What the Mets accomplished was bringing the National League pennant back to Flushing, where it had not been in a decade and a half. They wowed their fan base. They overachieved. And they did it all despite appearing dead in late July, before an influx of Trade Deadline talent transformed everything. Like all successful clubs, the Mets overcame their share of injuries and adversity. But they also swatted aside the weight of external expectations and criticism, including the notion that they could not reach the heights they did.
"They should all be happy," manager Terry Collins said. "They need to hold their heads up. There were two teams left, and we were very proud we were one of them."
Before the Mets forever leave this season in the past, here's one last look at how it unfolded:
Record: 90-72, first place, National League East.
Defining moment: Everything changed during a 48-hour span in late July. It began when Wilmer Flores, believing he had been traded to the Brewers, openly wept while playing shortstop for the Mets. That deal fell through due to concern over Carlos Gomez's medical files, prompting the Mets to scramble for an alternate solution. They wound up trading for Yoenis Cespedes two days later. The rest was fairy tale stuff. Flores hit a walk-off homer later that night, Cespedes turned into a dominant force and, within days, the Mets had taken over first place from the Nationals. They never looked back en route to the pennant.
What went right: Starting pitching carried the Mets through the good times, the bad times and everything in between. Jacob deGrom, Matt Harvey and Noah Syndergaard were all sensational for the bulk of the summer. Steven Matz was too, when healthy, and even Jon Niese and Bartolo Colon enjoyed long stretches of success. If not for that group, the Mets would have been toast by midsummer.
General manager Sandy Alderson's Trade Deadline acquisitions outperformed all reasonable expectation, thanks in large part to Cespedes' 17 homers during one 31-game stretch.
What went wrong: Injuries struck often early in the year, most notably when Zack Wheeler tore the ulnar collateral ligament in his pitching elbow and underwent Tommy John surgery. Wright strained his hamstring in April, ultimately missing four months with an injury that turned out to be spinal stenosis.
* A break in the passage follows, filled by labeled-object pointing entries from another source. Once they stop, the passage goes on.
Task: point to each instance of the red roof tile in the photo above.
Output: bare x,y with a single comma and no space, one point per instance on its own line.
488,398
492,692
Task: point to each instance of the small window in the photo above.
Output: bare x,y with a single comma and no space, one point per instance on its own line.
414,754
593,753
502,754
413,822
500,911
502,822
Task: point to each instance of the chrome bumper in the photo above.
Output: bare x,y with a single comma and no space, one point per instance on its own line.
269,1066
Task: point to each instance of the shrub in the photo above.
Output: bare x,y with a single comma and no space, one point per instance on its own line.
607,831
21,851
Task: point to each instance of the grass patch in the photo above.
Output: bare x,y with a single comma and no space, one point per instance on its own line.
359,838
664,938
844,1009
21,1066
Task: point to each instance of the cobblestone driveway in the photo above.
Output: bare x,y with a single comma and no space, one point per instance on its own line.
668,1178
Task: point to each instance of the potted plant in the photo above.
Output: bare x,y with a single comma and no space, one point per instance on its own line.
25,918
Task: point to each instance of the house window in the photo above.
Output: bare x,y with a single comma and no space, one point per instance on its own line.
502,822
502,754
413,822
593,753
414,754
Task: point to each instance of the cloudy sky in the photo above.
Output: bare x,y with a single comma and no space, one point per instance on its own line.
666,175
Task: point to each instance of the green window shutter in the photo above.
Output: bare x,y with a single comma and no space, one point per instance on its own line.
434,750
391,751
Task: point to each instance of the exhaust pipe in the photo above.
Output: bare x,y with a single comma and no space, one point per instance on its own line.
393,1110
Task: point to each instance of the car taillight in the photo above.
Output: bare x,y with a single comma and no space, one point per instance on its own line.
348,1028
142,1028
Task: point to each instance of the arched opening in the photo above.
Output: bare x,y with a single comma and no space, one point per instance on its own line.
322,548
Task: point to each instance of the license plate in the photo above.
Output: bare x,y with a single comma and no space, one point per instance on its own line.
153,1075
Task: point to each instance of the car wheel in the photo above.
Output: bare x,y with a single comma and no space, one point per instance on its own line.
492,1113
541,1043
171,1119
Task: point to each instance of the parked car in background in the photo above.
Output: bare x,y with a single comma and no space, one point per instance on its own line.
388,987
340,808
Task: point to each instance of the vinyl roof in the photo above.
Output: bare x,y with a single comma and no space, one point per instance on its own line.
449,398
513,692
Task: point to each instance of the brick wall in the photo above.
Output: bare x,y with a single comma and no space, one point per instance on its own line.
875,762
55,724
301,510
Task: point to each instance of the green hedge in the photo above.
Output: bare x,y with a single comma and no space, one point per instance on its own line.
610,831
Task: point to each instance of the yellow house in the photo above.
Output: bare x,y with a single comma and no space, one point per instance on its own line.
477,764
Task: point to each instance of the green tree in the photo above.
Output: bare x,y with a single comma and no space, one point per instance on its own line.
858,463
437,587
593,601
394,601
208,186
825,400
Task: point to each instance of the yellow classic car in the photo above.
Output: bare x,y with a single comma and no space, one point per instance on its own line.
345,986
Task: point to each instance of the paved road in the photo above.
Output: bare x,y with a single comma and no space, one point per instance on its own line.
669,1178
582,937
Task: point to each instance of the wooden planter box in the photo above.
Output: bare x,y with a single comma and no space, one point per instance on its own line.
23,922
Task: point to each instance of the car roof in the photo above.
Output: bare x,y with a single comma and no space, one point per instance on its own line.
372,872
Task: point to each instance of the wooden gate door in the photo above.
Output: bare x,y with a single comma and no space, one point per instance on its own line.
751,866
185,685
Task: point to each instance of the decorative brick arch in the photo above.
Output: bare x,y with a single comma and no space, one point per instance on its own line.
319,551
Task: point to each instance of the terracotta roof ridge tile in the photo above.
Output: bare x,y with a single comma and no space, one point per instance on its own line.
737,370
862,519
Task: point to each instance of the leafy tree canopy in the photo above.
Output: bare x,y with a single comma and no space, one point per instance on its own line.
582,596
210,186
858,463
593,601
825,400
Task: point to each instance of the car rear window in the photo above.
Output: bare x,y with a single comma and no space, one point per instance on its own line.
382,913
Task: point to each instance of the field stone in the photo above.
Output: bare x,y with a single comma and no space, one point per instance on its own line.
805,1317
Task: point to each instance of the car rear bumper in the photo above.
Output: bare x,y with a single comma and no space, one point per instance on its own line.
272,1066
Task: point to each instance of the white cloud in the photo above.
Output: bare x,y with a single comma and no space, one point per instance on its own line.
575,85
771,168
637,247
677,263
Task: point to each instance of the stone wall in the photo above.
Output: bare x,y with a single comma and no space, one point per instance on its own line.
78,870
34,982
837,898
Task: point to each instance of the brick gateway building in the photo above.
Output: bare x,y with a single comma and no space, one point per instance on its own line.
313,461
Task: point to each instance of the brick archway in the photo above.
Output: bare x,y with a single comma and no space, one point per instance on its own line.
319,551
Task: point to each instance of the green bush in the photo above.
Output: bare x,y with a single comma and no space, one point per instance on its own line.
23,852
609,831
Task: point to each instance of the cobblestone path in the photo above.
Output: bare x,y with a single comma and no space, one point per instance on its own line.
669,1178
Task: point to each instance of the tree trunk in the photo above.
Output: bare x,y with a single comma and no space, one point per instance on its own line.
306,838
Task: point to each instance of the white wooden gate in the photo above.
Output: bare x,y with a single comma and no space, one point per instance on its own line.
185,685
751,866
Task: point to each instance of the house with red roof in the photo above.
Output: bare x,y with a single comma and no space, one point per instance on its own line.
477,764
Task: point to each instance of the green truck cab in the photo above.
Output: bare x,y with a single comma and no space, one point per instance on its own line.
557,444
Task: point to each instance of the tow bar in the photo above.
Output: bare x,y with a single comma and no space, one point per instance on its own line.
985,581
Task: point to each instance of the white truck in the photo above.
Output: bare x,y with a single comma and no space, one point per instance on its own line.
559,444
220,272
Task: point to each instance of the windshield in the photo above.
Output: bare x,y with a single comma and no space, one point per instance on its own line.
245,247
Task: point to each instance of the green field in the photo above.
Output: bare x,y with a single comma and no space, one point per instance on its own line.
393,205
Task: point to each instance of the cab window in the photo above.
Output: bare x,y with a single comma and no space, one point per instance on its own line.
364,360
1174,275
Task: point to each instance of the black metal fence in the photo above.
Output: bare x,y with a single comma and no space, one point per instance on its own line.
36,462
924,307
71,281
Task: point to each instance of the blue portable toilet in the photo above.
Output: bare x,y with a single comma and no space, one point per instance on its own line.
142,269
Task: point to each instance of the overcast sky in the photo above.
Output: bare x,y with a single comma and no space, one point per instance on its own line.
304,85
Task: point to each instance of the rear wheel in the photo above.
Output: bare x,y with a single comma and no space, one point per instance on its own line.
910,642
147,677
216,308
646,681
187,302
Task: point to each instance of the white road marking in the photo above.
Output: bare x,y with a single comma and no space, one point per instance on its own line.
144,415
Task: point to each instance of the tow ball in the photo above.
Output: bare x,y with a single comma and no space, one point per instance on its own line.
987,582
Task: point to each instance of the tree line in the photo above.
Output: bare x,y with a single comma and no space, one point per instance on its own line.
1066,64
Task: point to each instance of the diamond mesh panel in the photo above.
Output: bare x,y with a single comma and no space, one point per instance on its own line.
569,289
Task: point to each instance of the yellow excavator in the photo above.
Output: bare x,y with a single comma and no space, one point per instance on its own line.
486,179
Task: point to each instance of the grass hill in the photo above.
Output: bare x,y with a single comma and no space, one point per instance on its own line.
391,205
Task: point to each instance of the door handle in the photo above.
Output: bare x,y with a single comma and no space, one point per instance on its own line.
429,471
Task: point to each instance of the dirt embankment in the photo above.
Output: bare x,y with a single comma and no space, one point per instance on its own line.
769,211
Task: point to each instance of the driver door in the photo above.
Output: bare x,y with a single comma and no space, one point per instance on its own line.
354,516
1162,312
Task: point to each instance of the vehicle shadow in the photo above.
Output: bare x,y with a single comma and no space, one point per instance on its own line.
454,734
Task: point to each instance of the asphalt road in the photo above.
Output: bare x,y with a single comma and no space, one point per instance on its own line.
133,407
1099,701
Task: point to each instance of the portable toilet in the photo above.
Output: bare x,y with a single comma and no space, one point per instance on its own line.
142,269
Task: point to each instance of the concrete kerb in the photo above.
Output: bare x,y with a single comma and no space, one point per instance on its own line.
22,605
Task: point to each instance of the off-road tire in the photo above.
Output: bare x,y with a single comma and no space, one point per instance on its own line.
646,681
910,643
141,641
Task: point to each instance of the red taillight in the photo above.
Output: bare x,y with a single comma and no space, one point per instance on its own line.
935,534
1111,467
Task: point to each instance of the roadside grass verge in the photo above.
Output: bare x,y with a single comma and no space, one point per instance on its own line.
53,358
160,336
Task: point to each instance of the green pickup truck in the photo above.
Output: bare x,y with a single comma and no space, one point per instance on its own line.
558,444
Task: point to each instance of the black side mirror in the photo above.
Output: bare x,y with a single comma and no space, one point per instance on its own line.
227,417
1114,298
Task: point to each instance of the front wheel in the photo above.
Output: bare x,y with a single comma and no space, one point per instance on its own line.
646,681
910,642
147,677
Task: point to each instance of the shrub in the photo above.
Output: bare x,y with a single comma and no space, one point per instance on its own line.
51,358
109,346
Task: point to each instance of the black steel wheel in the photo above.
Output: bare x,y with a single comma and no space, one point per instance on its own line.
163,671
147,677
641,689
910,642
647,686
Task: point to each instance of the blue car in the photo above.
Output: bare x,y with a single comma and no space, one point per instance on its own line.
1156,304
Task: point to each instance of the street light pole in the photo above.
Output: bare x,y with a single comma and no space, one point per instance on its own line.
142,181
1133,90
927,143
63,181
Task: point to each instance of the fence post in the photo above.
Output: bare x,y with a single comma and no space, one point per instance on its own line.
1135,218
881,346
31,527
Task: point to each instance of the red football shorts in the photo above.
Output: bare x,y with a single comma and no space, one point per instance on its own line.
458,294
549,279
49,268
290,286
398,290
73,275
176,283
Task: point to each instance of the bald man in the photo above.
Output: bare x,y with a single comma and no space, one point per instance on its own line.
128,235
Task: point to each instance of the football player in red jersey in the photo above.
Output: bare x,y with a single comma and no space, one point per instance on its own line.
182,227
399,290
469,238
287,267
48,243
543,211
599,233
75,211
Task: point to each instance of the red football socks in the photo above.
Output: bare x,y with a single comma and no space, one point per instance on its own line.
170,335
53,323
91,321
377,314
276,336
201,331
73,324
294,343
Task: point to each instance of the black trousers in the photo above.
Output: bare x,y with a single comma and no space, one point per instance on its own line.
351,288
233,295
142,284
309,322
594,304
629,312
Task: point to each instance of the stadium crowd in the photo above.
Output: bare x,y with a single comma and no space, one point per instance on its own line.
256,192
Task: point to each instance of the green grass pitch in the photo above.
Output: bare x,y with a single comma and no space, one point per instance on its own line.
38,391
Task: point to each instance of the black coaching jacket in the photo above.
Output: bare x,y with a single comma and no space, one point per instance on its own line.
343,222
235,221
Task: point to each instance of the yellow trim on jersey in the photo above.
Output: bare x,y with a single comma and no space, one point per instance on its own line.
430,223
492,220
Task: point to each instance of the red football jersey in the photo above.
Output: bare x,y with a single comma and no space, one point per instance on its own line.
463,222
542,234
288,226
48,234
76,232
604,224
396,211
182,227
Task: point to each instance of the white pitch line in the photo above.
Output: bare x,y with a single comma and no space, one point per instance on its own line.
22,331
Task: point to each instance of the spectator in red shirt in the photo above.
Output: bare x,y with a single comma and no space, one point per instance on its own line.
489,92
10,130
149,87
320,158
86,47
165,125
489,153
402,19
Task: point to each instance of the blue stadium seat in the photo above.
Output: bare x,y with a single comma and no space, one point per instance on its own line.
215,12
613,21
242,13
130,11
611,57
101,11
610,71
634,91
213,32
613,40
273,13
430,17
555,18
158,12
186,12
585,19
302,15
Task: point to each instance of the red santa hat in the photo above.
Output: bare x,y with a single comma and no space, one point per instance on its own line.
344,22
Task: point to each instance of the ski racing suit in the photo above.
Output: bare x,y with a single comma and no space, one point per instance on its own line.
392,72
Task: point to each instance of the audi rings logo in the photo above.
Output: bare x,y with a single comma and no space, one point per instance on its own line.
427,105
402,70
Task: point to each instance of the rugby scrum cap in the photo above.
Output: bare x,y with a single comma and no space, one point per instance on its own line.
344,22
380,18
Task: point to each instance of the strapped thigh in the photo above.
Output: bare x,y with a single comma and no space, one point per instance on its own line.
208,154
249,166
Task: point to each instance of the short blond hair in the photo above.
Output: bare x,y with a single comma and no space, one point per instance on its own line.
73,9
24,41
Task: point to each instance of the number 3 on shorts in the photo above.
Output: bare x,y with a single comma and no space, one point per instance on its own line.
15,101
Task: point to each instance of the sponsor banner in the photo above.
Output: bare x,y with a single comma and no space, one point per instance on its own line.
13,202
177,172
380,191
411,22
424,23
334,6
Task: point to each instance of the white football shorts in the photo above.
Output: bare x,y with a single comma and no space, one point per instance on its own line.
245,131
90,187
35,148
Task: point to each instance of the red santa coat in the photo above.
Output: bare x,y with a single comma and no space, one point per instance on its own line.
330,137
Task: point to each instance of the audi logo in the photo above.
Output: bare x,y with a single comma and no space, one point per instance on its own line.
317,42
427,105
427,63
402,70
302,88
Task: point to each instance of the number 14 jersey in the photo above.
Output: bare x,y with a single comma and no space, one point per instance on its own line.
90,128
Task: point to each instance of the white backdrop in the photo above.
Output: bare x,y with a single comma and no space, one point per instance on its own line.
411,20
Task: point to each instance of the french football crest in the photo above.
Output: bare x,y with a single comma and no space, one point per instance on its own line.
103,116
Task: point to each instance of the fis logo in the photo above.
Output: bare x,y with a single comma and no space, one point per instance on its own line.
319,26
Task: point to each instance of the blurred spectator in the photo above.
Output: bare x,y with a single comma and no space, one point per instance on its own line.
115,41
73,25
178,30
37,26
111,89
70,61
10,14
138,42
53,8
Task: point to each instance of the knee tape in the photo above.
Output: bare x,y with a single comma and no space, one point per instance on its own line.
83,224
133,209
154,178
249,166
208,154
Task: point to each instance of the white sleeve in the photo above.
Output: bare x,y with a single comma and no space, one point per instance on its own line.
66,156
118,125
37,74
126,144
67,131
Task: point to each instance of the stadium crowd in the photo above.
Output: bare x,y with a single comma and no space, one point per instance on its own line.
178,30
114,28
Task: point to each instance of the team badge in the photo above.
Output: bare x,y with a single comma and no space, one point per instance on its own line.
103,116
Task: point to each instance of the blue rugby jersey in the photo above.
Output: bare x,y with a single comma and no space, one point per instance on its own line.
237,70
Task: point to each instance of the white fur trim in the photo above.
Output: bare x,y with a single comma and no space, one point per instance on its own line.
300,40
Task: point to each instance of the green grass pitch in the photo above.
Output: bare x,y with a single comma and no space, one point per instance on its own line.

With their captain shelved, the Mets ranked among baseball's worst teams in nearly every major offensive category for three months, threatening the 1969 Mets' franchise records for hitting ineptitude. To drive home that point, Chris Heston and Max Scherzer both no-hit them.
Harvey's innings-limit drama derailed the Mets' plans for a six-man rotation in May, disappeared for most of the summer, then resurfaced with a vengeance in early September. It affected the way the Mets pitched down the stretch.
Opening Day closer Jenrry Mejia missed almost the entire year due to multiple performance-enhancing drug suspensions.
Three blown saves and some key errors in World Series play ensured that the Mets' charge would end there, forcing them to watch the Royals celebrate on their field.
Biggest surprise: Conforto. Not because he succeeded, but because he received the opportunity in the first place. As late as mid-July, it seemed unlikely that Conforto would reach the Majors at all this summer, barely a year removed from college and the Draft. But desperate for offense, the Mets tried their luck. Conforto never stopped hitting long enough for them to send him back down to the Minors, dodging a couple of near-demotions before settling in for good.
Hitter of the Year: With due respect to Duda, Cespedes and Murphy, all of whom carried the Mets at times this season, no one matched Granderson for consistent production. Coming off a down season that had many questioning the value of his four-year, $60 million contract, Granderson hit .259/.364/.457 at age 34. From May through October, he never posted worse than a .750 OPS in any calendar month.
Pitcher of the Year: At the All-Star Game in Cincinnati, deGrom announced himself to the world with a radar gun-popping one-inning, three-strikeout, 10-pitch performance. But distilling deGrom's year into five good minutes would do him a disservice. The reigning NL Rookie of the Year improved across the board in his first full season, going 14-8 with a 2.54 ERA, 205 strikeouts and 38 walks in 191 innings. Every one of those numbers was a career best.
Rookie of the Year: A nod goes to Conforto, who might have won this given more service time. But this one was not particularly close. Syndergaard grew stronger as his rookie season progressed and into October, and few will forget his 101-mph showcase during Game 2 of the NL Division Series in Los Angeles. Even disregarding his postseason success, Syndergaard is a near-lock to finish in the top three of NL Rookie of the Year voting.